The indexes are just supposed to prove that these are the most humanitarian and best fucking people again.
The process of preparing for the exhibition has also been enlightening for the two artists. They reveal that the most shocking and disappointing discovery for them was how no one was interested in their exhibition at the Bergen Triennale about a human zoo in Northern Thailand that still exists today. Cuzner sees this as evidence that Norway is less concerned about the dehumanisation of humans on display, but are more preoccupied with what damages the country’s image.

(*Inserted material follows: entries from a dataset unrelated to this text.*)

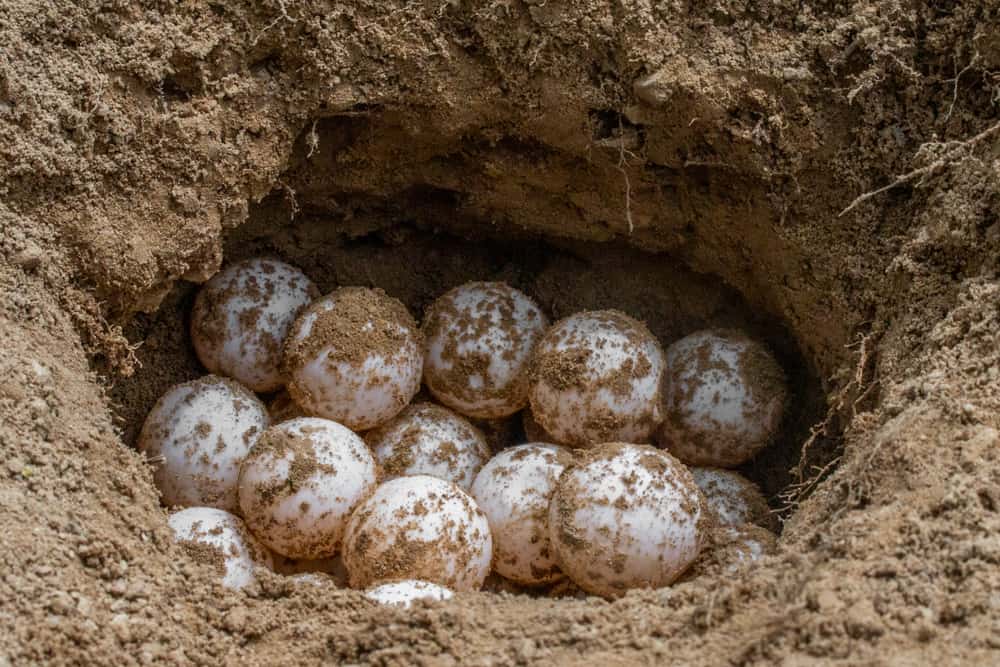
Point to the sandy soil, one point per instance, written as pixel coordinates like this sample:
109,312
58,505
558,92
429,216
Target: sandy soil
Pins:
140,143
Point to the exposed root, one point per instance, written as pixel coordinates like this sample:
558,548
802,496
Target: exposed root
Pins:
953,150
850,395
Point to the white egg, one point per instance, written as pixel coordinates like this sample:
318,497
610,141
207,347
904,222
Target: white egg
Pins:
418,527
331,568
405,593
219,539
317,579
626,516
426,439
514,490
479,340
300,482
241,317
724,396
196,437
746,544
732,550
734,499
597,379
354,356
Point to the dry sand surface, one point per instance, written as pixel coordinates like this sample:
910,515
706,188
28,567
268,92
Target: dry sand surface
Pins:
687,163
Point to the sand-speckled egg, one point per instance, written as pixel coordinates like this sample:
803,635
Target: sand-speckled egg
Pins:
300,482
626,516
196,437
241,317
418,527
596,379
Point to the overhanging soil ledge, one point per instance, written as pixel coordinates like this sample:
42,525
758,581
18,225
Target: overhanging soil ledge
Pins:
142,143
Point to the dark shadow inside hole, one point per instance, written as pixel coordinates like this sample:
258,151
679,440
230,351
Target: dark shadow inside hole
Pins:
368,245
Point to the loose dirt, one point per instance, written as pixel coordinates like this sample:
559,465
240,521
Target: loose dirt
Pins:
557,145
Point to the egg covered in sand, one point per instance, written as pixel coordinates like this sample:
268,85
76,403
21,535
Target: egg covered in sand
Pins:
354,356
300,482
734,498
241,317
427,439
418,527
596,379
405,593
723,396
221,540
479,339
626,516
196,437
514,490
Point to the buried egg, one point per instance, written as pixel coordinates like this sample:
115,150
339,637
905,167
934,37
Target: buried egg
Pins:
597,379
734,498
514,490
723,397
241,317
426,439
217,538
197,436
479,339
418,527
626,516
354,356
405,593
300,482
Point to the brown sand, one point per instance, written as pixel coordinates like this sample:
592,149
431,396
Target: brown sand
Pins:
133,139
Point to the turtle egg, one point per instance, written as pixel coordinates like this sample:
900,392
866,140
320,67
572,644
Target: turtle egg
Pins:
479,339
405,593
744,545
626,516
418,527
300,482
514,490
723,398
241,317
354,356
732,549
197,435
597,379
734,499
426,439
217,538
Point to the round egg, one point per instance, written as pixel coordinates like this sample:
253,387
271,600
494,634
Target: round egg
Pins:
426,439
479,339
241,317
514,490
597,379
405,593
317,579
723,396
354,356
418,527
196,437
299,484
626,516
220,540
732,549
282,408
734,499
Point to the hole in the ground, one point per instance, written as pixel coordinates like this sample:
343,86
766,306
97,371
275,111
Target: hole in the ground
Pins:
418,237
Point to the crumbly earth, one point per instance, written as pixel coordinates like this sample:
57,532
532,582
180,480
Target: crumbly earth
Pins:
135,138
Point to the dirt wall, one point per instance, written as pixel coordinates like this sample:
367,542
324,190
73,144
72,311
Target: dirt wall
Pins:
136,137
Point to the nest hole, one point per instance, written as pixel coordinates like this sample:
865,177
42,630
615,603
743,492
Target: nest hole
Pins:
364,203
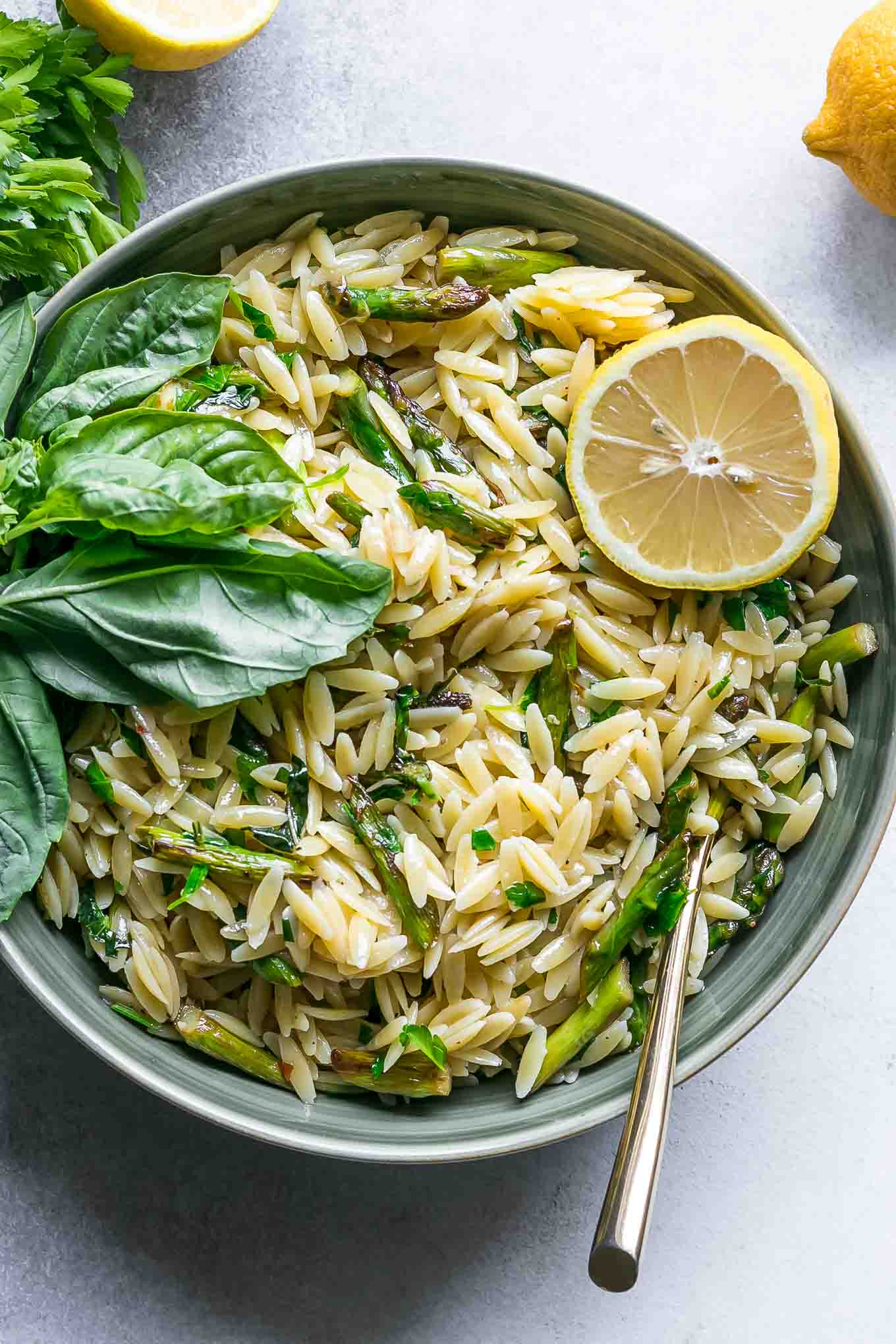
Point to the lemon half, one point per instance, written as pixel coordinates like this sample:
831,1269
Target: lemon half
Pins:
173,34
704,456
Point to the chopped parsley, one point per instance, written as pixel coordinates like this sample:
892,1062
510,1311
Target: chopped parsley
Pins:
124,1011
422,1039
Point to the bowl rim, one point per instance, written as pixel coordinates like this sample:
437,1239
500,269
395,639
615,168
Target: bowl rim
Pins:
590,1116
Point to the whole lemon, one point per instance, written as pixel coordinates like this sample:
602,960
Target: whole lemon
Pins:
856,128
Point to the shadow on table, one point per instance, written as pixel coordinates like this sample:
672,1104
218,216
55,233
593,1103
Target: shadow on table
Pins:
225,1239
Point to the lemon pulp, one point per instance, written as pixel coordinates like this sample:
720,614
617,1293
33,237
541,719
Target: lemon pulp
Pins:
704,456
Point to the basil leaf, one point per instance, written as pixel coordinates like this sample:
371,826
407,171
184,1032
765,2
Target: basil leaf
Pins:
771,598
524,894
18,335
98,926
34,789
422,1039
19,482
257,319
198,620
99,781
285,839
109,351
252,752
161,472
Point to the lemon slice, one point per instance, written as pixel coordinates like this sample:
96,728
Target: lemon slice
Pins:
173,34
704,456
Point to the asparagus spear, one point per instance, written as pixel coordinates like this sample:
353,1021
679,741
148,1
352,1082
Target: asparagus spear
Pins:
553,694
349,509
500,267
659,880
217,854
802,713
844,647
425,435
406,306
677,804
411,1076
567,1040
203,1032
358,418
640,997
277,969
435,506
403,775
372,829
406,771
752,891
847,646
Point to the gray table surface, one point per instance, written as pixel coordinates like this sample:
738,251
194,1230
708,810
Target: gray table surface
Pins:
124,1219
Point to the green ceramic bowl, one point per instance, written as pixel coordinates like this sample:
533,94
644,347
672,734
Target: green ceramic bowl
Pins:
822,877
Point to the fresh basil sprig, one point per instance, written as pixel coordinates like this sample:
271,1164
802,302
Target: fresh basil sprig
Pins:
111,351
159,472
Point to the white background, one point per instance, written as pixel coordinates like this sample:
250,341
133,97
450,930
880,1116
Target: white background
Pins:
124,1219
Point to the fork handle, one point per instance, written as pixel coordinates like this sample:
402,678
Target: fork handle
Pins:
625,1217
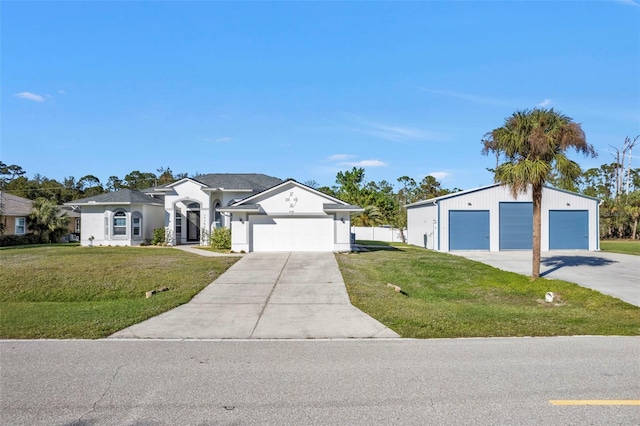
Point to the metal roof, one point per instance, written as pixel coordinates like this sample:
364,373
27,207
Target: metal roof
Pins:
12,205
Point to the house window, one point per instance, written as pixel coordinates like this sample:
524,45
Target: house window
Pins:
178,223
119,224
21,227
137,226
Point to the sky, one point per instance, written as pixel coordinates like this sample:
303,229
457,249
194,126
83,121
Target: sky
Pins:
304,90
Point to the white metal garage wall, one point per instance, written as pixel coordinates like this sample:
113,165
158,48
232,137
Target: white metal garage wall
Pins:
489,198
291,234
568,229
516,226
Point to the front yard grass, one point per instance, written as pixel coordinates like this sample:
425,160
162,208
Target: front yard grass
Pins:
450,296
92,292
621,246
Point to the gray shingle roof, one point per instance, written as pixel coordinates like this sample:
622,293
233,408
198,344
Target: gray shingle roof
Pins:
118,197
252,181
12,205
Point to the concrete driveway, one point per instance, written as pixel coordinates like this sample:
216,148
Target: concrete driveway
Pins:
617,275
267,296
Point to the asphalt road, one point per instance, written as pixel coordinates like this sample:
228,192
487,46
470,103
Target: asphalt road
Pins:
373,382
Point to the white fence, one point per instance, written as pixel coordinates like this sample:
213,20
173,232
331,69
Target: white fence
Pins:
390,235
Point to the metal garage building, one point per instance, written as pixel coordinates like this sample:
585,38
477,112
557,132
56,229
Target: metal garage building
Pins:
490,218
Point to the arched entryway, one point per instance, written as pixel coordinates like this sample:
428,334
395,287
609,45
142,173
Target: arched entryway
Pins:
193,222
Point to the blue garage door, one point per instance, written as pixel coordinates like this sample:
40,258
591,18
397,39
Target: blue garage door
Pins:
568,230
516,226
469,230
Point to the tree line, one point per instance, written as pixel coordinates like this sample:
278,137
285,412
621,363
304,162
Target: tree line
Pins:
13,180
617,184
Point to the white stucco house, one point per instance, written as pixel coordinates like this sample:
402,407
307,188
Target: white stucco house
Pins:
490,218
263,212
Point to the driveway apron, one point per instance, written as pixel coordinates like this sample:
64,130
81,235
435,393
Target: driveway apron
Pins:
268,296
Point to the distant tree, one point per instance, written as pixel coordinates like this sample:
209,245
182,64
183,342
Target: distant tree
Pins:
312,184
114,183
90,185
350,185
45,220
533,145
9,173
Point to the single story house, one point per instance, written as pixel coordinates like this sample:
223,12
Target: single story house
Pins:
263,212
14,211
490,218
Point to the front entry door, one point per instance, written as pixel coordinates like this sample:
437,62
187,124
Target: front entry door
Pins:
193,226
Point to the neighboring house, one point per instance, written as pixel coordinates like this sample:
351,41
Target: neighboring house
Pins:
264,214
490,218
13,213
290,217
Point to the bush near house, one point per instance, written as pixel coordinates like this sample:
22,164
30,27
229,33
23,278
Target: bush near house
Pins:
21,240
450,296
158,236
221,239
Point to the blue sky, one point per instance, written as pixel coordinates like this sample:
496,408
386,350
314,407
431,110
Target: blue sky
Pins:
306,89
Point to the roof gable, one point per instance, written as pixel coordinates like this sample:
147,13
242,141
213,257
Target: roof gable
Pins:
122,196
230,181
483,188
12,205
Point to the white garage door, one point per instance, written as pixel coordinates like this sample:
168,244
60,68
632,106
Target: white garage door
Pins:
291,234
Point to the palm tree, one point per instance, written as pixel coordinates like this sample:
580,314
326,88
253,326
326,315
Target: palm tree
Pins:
534,145
45,220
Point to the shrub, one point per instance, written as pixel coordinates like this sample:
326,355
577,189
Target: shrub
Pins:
22,240
158,236
221,239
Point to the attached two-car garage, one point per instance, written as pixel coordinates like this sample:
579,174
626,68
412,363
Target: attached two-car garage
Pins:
491,219
291,234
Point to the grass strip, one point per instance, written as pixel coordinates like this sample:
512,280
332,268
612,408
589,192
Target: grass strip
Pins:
621,246
450,296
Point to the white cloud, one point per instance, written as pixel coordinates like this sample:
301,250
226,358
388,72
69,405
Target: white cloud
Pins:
440,175
628,2
395,133
339,157
545,103
468,97
363,163
29,96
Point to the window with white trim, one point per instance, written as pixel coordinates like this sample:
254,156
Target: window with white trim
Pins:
21,225
119,224
136,225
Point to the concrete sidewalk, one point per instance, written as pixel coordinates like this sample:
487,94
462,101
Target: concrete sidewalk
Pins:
267,296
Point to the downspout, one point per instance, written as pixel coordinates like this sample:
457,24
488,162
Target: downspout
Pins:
439,233
598,225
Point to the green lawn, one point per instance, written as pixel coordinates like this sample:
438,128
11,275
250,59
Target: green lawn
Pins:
449,296
621,246
91,292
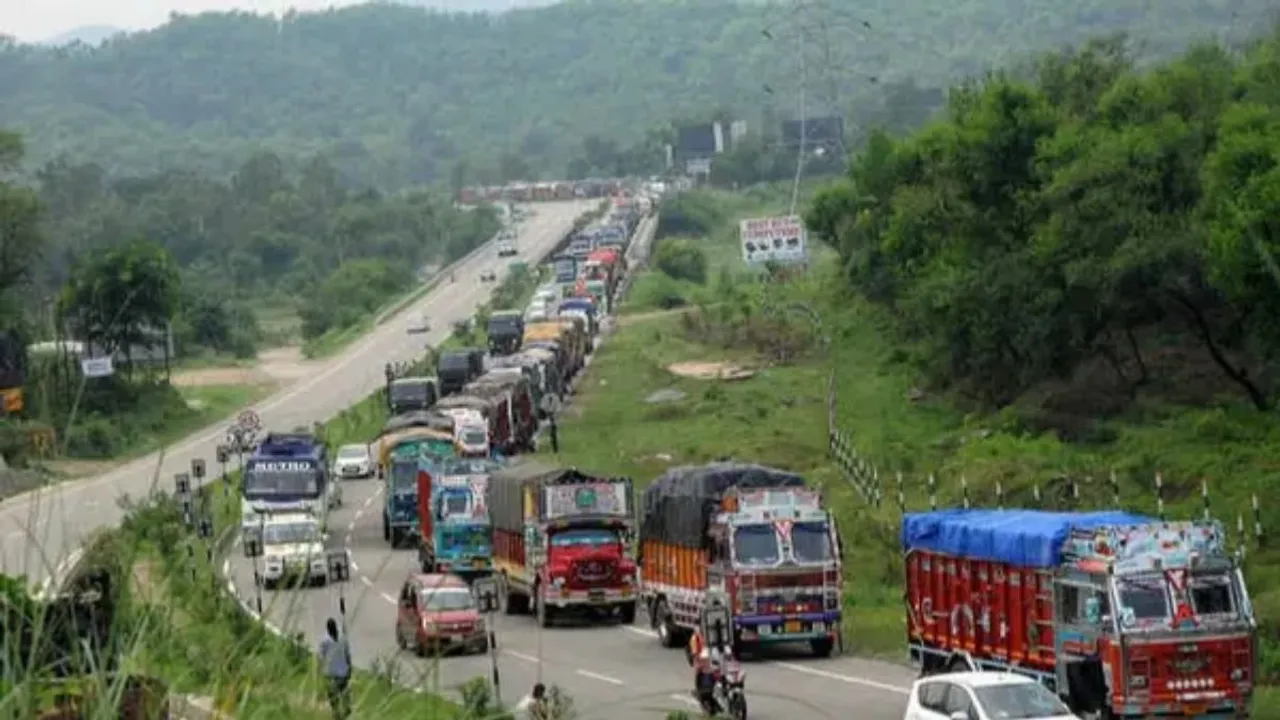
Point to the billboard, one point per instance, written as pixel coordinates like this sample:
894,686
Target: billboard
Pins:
773,240
818,132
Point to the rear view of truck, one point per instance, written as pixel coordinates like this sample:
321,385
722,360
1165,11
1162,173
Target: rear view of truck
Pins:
753,536
1121,615
562,542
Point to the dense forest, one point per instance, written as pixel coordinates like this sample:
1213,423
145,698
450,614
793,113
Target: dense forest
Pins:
1089,237
398,96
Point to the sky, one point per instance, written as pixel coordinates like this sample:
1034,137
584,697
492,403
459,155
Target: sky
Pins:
32,21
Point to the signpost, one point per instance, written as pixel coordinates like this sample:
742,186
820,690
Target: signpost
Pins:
773,240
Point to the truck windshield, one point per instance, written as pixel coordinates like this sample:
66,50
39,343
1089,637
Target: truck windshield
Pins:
810,542
1211,595
755,545
268,483
291,533
590,537
1143,598
403,474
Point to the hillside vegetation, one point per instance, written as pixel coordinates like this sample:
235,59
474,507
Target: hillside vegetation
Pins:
398,95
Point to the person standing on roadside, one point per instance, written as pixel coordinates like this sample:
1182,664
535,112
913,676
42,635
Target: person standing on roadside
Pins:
336,662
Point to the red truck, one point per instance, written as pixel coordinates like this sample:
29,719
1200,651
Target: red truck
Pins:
753,536
1121,615
515,391
561,542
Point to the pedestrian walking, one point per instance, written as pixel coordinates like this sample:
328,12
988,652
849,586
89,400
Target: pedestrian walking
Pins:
336,662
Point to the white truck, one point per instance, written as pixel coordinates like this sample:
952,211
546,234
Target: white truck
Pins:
293,548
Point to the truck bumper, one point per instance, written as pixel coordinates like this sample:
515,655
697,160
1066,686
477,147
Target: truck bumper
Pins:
786,628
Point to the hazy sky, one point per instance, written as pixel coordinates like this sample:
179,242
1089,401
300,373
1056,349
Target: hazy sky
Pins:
40,19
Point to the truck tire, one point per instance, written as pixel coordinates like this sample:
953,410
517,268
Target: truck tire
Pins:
627,611
670,634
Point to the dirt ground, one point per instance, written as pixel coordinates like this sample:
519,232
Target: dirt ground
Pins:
275,365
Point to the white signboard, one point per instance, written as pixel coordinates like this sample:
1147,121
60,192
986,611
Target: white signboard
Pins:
773,240
97,367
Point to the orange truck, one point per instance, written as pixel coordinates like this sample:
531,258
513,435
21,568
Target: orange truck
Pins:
561,541
754,537
1121,615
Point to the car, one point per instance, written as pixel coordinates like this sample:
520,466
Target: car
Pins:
353,461
438,611
293,547
983,696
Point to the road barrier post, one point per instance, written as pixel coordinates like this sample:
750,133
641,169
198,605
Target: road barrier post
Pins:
487,598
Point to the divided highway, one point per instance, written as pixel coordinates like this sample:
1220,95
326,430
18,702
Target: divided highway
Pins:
611,671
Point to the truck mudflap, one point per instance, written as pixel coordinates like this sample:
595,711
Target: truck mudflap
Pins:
594,597
786,628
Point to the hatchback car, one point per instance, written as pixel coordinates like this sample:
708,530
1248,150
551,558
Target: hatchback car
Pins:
439,613
353,461
983,696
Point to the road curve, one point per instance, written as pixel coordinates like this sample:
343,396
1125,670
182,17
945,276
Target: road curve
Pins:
611,671
41,532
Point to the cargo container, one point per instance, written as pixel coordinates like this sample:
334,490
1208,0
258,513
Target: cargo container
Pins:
755,537
1121,615
562,542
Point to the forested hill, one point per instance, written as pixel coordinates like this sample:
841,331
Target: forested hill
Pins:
397,95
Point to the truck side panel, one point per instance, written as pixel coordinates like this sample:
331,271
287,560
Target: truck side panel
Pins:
991,610
663,564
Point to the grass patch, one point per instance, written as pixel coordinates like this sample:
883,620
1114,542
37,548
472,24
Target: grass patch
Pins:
778,418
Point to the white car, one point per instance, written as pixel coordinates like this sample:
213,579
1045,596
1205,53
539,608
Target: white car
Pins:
983,696
292,547
353,461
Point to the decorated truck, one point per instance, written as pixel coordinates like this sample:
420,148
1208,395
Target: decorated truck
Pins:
754,537
1121,615
455,520
561,541
403,454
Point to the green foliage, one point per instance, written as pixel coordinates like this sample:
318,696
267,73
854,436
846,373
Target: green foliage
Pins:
538,89
1078,226
681,259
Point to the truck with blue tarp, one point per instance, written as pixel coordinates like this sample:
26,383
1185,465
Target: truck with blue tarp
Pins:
402,454
755,537
287,473
453,524
1123,615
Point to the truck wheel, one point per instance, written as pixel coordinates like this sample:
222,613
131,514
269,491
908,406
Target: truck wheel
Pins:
670,634
627,613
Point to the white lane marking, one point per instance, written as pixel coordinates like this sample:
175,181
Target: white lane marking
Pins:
598,677
848,679
685,700
816,671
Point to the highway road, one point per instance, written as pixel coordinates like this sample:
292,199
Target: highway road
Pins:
611,671
41,532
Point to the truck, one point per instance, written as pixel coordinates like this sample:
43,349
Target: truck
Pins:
754,537
455,520
506,329
287,473
405,395
512,388
401,455
1121,615
562,542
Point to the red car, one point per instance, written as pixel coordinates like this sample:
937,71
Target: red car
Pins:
439,613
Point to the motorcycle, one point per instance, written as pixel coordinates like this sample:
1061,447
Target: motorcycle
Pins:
728,695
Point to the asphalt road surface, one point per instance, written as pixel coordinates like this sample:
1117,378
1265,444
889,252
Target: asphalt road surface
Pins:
41,532
609,670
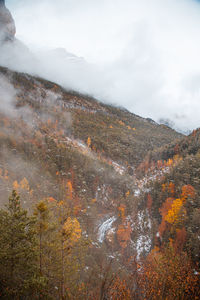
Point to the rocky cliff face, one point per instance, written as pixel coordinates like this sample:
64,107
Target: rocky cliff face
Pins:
7,24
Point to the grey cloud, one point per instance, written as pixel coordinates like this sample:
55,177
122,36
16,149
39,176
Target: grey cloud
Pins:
143,55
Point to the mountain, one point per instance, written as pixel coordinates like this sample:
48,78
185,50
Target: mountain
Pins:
50,136
115,197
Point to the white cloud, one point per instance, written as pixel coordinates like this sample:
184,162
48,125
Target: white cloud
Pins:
143,55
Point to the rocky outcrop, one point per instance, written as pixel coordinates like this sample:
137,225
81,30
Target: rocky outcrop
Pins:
7,24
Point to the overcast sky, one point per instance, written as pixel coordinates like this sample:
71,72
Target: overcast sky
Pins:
146,52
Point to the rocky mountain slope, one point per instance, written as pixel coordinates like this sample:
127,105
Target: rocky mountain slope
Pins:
69,146
130,185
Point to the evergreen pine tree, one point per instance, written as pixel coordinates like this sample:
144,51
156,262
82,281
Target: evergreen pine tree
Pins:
19,276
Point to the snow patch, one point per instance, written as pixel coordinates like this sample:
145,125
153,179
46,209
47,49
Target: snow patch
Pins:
104,227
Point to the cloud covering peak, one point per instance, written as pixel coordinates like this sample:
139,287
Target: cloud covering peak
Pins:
143,55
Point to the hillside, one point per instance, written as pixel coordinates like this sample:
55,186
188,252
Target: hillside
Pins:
116,173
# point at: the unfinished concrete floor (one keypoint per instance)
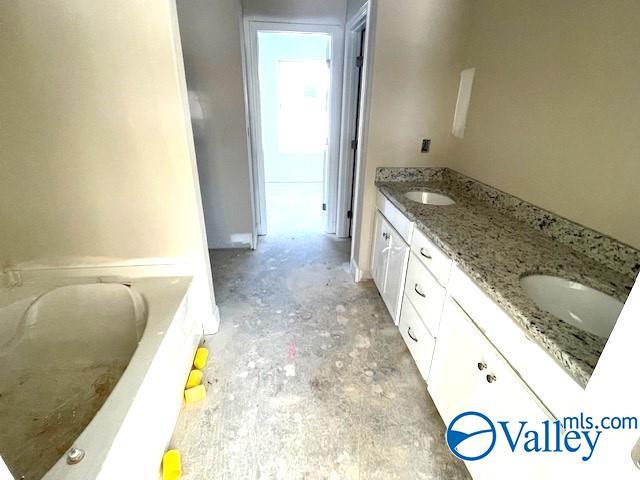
(308, 377)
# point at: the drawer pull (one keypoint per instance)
(411, 336)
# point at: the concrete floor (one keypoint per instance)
(294, 207)
(308, 377)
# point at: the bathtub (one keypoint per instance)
(92, 367)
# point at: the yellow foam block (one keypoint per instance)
(171, 465)
(195, 394)
(194, 379)
(201, 358)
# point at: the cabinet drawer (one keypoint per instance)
(417, 337)
(395, 217)
(469, 374)
(435, 259)
(425, 293)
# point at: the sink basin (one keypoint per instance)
(574, 303)
(429, 198)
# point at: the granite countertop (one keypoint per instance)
(495, 247)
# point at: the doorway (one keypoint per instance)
(294, 87)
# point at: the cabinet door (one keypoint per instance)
(380, 253)
(419, 342)
(396, 272)
(468, 374)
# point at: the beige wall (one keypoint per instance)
(352, 7)
(330, 12)
(211, 40)
(416, 61)
(95, 153)
(555, 108)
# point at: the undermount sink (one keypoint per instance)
(574, 303)
(429, 198)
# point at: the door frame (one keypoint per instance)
(350, 101)
(335, 32)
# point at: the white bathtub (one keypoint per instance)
(72, 339)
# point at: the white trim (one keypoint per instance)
(348, 130)
(363, 130)
(358, 274)
(252, 177)
(251, 29)
(202, 278)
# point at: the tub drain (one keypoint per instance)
(75, 455)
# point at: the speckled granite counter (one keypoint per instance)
(496, 239)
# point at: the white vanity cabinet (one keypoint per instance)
(389, 264)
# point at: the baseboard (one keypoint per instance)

“You learn so many things about yourself. You discover that you’re a bit racist yourself,” Fadlabi confesses. Cuzner agrees, “I think that’s the most profound thing, that you end up having to confront your own beliefs and understand where they come from and understand what those beliefs are, what they’re based on.”
However, art, in its divisive nature, is not without its naysayers. Fadlabi reveals how difficult it was when criticism toward the project turned ugly and developed into ad hominem attacks on him and his partner. Amongst these naysayers are, ironically, anti-racism organisations.
When asked why, when the showcase tries to combat and raise awareness for historical racism, these organisations would object so aversely, Cuzner patiently dissects this anti-racist tradition and explains how it stems from “a superior understanding of one’s position in the world”.
In light of this, their anti-racist position and efforts are thought of as superior, and anything that challenges this is seen as a threat.
In spite of opposition, Cuzner and Fadlabi manage to remain devoted to their project. Racist science, seeking to prove racial superiority, has been replaced by lifestyle and happiness indexes designed to illustrate Norway’s adherence to human rights. Cuzner says, “[The indexes] are just supposed to prove that these are the most humanitarian and best fucking people again.”
Angry at self-centred efforts to prove ethical supremacy rather than admit to the darker past hidden behind a manicured façade, the artistic pair hopes to remind Norway of the history that, as Stephen Dedalus in Ulysses laments, is “a nightmare from which they are trying to escape”.